The International Monetary Fund (IMF) said on Wednesday that India is expected to grow at 7.5 percent in the next financial year, based on a combination of positive factors, including commitment to fiscal consolidation, efforts to reduce subsidies and strengthening financial system.
The fall in crude oil prices has contributed in a big way to India in its efforts to manage its finance efficiently, it said
"The collapse in global oil prices is a large windfall gain for India. The windfall has made room for more spending on goods and services, helped improve the external and fiscal positions, and allowed a sharp decline in inflation," said Paul Cashin, head of the IMF team for India, according to a statement by the IMF issued on Mar. 2.
"India's growth recovery also reflects improved economic management...the government has taken policy measures to help reduce fuel and fertiliser subsidies, continue with fiscal consolidation, bolster the financial system, and strengthen the business climate, all of which have helped enhance confidence in the economy," he added.
"As a result, India's growth outlook is favourable, with GDP growth projected to strengthen from 7.3 percent in this fiscal year to 7.5 percent in the upcoming fiscal year," Cashin said.
However, he cautioned the world's fastest-growing economy of the pitfalls that could hurt its growth trajectory.
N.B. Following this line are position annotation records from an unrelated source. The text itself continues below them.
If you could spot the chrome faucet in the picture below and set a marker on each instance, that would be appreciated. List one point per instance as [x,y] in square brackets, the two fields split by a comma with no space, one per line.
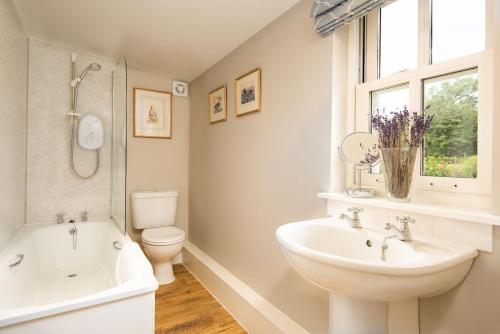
[74,233]
[354,222]
[385,246]
[403,232]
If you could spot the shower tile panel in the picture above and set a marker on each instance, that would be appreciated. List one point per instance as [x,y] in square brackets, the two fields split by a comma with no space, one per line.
[51,186]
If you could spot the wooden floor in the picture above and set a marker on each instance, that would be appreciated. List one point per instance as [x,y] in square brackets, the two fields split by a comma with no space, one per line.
[185,306]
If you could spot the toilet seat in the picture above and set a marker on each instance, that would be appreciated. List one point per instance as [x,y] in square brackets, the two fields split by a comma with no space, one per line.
[159,236]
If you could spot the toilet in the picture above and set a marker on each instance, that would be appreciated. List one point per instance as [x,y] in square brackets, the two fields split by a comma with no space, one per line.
[154,212]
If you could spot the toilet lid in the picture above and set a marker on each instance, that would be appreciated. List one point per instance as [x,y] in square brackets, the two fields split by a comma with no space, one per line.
[163,235]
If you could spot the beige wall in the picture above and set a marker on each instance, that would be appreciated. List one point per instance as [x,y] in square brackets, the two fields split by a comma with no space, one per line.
[251,174]
[473,306]
[158,164]
[13,104]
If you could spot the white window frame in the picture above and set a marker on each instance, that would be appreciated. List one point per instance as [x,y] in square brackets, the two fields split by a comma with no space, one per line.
[483,61]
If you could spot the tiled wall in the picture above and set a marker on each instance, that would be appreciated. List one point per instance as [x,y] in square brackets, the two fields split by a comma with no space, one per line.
[51,187]
[13,83]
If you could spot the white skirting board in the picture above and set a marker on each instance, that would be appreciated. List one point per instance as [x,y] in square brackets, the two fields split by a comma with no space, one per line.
[256,314]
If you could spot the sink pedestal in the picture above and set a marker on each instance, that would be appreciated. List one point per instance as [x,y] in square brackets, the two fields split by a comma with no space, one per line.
[354,316]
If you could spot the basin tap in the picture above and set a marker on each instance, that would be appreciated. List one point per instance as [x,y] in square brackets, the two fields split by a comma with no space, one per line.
[354,222]
[385,247]
[403,232]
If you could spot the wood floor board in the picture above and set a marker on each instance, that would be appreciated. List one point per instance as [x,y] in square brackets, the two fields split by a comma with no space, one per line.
[185,306]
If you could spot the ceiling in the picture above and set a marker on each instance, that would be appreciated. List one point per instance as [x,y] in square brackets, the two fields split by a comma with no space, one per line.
[179,37]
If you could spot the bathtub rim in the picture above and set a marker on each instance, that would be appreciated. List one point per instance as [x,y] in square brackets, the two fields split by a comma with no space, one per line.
[143,282]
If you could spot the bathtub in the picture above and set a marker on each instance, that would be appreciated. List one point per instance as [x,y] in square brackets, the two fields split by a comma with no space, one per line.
[93,281]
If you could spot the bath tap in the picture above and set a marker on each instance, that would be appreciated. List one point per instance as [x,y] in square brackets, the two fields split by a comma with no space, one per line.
[74,233]
[402,233]
[354,222]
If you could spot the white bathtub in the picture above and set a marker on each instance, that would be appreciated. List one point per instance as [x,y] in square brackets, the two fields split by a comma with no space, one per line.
[95,288]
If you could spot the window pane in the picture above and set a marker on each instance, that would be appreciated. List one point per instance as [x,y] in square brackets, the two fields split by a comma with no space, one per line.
[398,37]
[386,100]
[458,28]
[450,146]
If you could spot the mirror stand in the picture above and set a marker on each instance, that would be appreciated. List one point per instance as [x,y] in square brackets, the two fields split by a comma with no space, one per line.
[359,150]
[359,191]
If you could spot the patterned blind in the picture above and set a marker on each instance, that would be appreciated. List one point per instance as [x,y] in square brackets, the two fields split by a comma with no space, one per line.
[332,14]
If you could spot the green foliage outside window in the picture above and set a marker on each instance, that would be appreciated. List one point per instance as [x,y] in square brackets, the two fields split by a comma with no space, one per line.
[451,143]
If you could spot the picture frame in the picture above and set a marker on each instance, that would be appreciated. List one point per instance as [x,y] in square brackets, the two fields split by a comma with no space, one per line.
[152,114]
[248,93]
[180,88]
[217,105]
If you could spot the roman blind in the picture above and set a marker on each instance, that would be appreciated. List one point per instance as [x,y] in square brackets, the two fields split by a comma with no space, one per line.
[332,14]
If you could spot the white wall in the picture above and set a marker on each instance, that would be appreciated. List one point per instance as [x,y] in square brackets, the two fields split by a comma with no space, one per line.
[51,187]
[158,164]
[251,174]
[13,103]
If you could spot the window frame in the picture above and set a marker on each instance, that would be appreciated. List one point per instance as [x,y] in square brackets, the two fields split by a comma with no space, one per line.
[483,61]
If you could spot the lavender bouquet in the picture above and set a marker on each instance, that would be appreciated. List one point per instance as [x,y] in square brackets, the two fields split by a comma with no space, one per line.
[400,134]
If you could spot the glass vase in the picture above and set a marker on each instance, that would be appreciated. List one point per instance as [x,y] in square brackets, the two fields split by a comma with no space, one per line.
[399,164]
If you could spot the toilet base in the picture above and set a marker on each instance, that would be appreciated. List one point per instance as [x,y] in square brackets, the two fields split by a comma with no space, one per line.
[164,272]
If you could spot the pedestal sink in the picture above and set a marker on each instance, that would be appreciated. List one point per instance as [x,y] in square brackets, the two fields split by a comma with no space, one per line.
[369,295]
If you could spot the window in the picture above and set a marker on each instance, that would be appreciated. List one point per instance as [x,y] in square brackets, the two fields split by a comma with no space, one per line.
[458,28]
[398,37]
[436,68]
[386,100]
[450,147]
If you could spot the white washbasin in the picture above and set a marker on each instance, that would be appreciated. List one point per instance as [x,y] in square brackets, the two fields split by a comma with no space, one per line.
[334,256]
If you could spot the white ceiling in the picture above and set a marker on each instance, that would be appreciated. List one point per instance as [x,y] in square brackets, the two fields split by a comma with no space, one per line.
[179,37]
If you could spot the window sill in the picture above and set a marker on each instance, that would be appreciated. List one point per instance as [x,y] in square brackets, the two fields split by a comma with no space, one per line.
[469,215]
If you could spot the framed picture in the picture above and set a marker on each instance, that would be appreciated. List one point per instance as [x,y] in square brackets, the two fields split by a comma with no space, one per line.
[180,88]
[217,111]
[152,113]
[248,93]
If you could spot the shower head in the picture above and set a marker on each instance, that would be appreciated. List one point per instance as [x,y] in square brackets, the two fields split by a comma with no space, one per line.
[92,67]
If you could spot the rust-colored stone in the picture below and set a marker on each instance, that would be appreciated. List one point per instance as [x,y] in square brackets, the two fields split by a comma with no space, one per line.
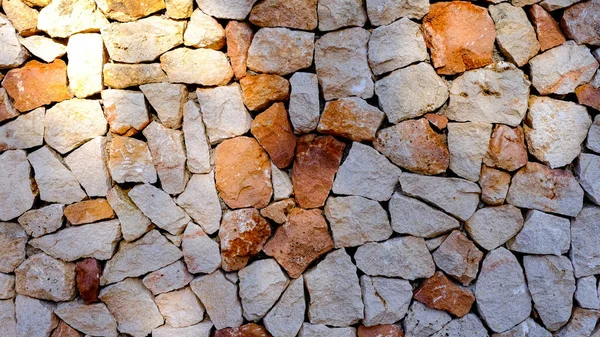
[546,27]
[89,211]
[438,292]
[260,91]
[460,36]
[317,161]
[239,37]
[302,239]
[274,132]
[243,173]
[243,233]
[506,148]
[87,277]
[36,84]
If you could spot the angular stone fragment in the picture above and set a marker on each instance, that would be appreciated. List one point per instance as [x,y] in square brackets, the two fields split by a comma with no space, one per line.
[406,257]
[536,186]
[280,51]
[458,197]
[501,293]
[414,145]
[460,36]
[301,240]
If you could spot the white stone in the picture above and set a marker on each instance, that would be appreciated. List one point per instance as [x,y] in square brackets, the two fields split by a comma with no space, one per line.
[366,172]
[140,257]
[356,220]
[411,92]
[396,45]
[55,182]
[223,112]
[16,190]
[335,296]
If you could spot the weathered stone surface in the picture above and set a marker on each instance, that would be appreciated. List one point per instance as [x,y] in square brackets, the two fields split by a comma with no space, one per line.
[223,112]
[133,306]
[460,36]
[501,293]
[82,16]
[536,186]
[301,240]
[243,233]
[287,315]
[555,130]
[280,51]
[342,65]
[147,254]
[406,257]
[552,285]
[456,196]
[316,162]
[411,92]
[97,240]
[219,297]
[413,217]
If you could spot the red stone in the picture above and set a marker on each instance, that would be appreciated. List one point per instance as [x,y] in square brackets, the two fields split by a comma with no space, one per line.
[317,161]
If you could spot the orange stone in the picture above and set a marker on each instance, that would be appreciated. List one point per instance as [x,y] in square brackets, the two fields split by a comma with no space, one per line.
[317,161]
[546,27]
[438,292]
[239,37]
[273,131]
[89,211]
[243,173]
[260,91]
[506,148]
[460,36]
[37,84]
[302,239]
[243,233]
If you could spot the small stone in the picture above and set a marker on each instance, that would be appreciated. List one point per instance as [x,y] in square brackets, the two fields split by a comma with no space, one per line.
[335,296]
[501,293]
[160,208]
[239,37]
[142,40]
[302,239]
[81,16]
[548,33]
[273,131]
[94,319]
[130,161]
[536,186]
[413,145]
[438,292]
[16,188]
[456,196]
[121,76]
[395,46]
[219,297]
[297,14]
[287,315]
[149,253]
[133,306]
[243,233]
[406,257]
[315,165]
[386,300]
[54,181]
[304,106]
[460,36]
[97,240]
[223,112]
[46,278]
[342,65]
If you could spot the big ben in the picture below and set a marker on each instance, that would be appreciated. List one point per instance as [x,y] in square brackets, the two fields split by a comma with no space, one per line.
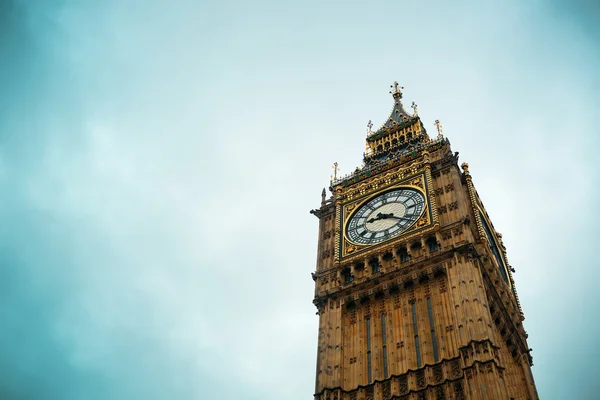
[414,292]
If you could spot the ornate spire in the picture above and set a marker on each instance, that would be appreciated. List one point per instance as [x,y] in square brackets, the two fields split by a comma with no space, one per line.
[396,90]
[399,117]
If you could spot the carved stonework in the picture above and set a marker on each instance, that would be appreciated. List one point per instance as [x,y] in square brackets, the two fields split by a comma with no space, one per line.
[403,317]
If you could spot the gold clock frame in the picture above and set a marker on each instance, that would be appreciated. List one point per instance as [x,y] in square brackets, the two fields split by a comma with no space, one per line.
[416,180]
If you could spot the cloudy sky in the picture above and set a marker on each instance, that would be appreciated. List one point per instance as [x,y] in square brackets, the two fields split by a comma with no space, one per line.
[158,160]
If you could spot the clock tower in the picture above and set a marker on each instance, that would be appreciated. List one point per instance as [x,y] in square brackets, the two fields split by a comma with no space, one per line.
[415,295]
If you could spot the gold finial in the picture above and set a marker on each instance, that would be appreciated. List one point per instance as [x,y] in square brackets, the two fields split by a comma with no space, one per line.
[335,170]
[465,168]
[396,90]
[414,107]
[439,127]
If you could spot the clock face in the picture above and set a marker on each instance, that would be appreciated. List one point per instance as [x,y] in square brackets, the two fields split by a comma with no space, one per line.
[385,216]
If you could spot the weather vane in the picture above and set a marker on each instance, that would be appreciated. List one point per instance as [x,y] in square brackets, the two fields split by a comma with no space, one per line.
[439,127]
[414,107]
[335,170]
[396,90]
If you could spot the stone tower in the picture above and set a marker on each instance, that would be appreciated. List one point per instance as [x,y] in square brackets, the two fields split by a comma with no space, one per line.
[415,295]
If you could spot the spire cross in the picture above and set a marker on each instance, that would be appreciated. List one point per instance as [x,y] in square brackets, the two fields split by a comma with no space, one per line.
[439,127]
[397,88]
[335,170]
[414,107]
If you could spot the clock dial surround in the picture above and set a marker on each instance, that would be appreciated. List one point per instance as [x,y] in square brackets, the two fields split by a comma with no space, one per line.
[385,216]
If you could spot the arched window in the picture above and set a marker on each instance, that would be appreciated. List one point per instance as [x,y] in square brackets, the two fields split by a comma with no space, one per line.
[432,244]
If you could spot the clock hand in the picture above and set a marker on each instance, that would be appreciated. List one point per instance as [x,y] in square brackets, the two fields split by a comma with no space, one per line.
[392,216]
[379,216]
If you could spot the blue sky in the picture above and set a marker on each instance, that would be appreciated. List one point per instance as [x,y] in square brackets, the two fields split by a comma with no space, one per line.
[158,161]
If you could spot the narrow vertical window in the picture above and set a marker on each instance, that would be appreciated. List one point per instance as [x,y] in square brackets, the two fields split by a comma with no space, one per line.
[416,329]
[369,374]
[385,369]
[433,340]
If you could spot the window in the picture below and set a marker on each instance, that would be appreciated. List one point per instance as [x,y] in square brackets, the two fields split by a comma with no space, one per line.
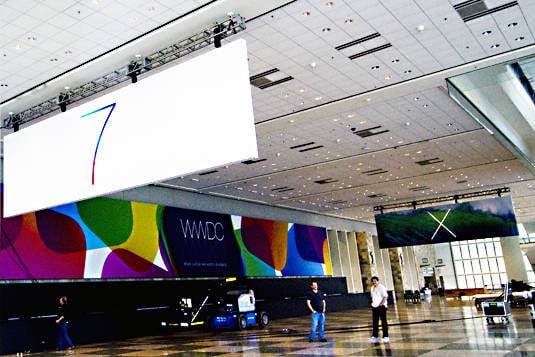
[479,263]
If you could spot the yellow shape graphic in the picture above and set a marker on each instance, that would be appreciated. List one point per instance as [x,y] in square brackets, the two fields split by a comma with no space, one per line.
[143,240]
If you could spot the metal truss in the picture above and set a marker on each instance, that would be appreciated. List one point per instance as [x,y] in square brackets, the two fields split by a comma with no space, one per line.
[455,198]
[212,35]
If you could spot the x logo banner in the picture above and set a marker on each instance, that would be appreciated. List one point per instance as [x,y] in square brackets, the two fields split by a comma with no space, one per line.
[441,224]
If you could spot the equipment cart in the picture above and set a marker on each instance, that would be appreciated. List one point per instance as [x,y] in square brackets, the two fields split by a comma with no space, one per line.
[501,309]
[226,306]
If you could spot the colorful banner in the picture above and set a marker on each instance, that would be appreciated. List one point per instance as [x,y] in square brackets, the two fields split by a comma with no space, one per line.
[105,238]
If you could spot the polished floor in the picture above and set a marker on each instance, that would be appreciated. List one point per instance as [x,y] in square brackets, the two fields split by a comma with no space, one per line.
[431,328]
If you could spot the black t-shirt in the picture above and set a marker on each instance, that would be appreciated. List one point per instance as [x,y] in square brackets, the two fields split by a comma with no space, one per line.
[316,300]
[64,310]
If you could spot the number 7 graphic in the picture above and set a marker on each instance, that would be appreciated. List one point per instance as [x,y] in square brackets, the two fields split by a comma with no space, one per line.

"Its resilience, however, is being tested by an unfavourable global environment and a slow investment recovery...spillovers from global financial market volatility could be disruptive, including from unexpected developments in the course of U.S. monetary policy normalisation or China's growth slowdown," said Cashin.
As such, Asia's third-largest economy would have to depend on domestic demand to drive growth, according to him.
Speaking of domestic headwinds, Cashin said that the country is facing "project implementation and supply-side challenges (that) have been a drag on corporate investment for several years." These, he added, have hurt the financial strength of core industrial sectors, leading to a projected "sluggish" investment recovery.
The projection for FY2017 is slightly lower than the upper end of the 7 percent to 7.75 percent estimate by the Indian government in the economic survey released on Feb. 26. The government's current year growth projection is 7.6 percent, as against the IMF's 7.3 percent.